Théâtre de l’Athénée Louis-Jouvet, Paris | 9- 19 November 2017

Sophiensæle, Berlin | 13- 17 Dezember 2017

In einem archaischen Raum, in dem Tod und Tanz das Gleiche bedeuten, erzählt das Musiktheaterkollektiv HAUEN•UND•STECHEN Carmens fürchterliche Geschichte. Der moderne Mythos wird zu einem kollektiven Schmerz und Bizets Musik spielt für eine Carmen-Gesellschaft. In dieser Nacht erklingen Harfen, Flöten und Trompeten und alle, auch das Publikum, werden zu Komplizen.
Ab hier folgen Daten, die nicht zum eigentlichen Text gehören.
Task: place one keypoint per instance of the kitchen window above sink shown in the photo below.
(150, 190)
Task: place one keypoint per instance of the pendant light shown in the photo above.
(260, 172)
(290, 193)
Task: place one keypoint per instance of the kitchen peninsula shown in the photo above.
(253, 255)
Ihr Hunger nach einem besseren Leben macht sie zu einem Zuviel, zu Monstern. Sie scheuen die Bürokratie und waschen sich selten. Das hat Konsequenzen: Ihr Leben, das den Tod nicht fürchtet, ist zwar fulminant, aber sie haben immer noch kein Geld. Sie haben längst verstanden, dass sie nicht frei sind. Trotzdem loten sie obsessiv Strategien der Freiheit aus. Vielleicht müssen diese Strategien am Ende in Tausend Stücke zerspringen, aber ihre Splitter treffen das Ziel.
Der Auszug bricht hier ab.